なんか揉める議題を複数持ってきてしまったので,お前はどっちの立場だみたいに言われると非常に困る。というか「お前はどっちの立場だ」から始めることが揉める原因になっていると思う。というのも立場の前提となる,世の中の可変性への認識が異なるため。定時に働くという近代以降の働き方ははたして不変のものなのか。はたしてインターネットではどういうやり方をとっても情報が滅茶苦茶になって刹那的になってしまうのか。はたして人は,というか日本人の社会は発達障害に対して寛容になれないのか。そういった問いには課題が山ほどある。

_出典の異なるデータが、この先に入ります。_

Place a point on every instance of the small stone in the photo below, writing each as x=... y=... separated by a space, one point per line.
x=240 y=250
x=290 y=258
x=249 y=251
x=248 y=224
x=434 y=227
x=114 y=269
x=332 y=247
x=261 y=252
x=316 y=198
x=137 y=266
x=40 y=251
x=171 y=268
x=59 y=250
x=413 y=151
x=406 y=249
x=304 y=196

世の中を変えるか変えないかの議論をする前に,可変性を考えることは一見して非生産的に見えるようで,議論のベースとして重要であるように思う。しかし,「どうするか」のレベルの議論にはどこかで決着がつきやすいが,「どういうことが可変で,どういうことが不変だと考えているのか」について人々が合意することは難しい。そういった話になると水掛け論になるのではないかと考える方もいるだろうが,水掛け論になるとしたら,どうすべきかの議論も不健全である。

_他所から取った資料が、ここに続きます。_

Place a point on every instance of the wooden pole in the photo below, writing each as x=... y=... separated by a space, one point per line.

こういった議論は,「メタ議論」みたいに扱われることが多く,議論の本線に対して斜に構えているといった変な嫌われ方をすることが多い。というか本線が不毛すぎてしらけているので斜に構えているのは事実なのだが,「メタ議論」というカテゴリがあったとしてもそれは議論なので,世の中の課題をどうにかするのに必要ならすべきであると思う。
ここまで考えたが結論はない。WIPである。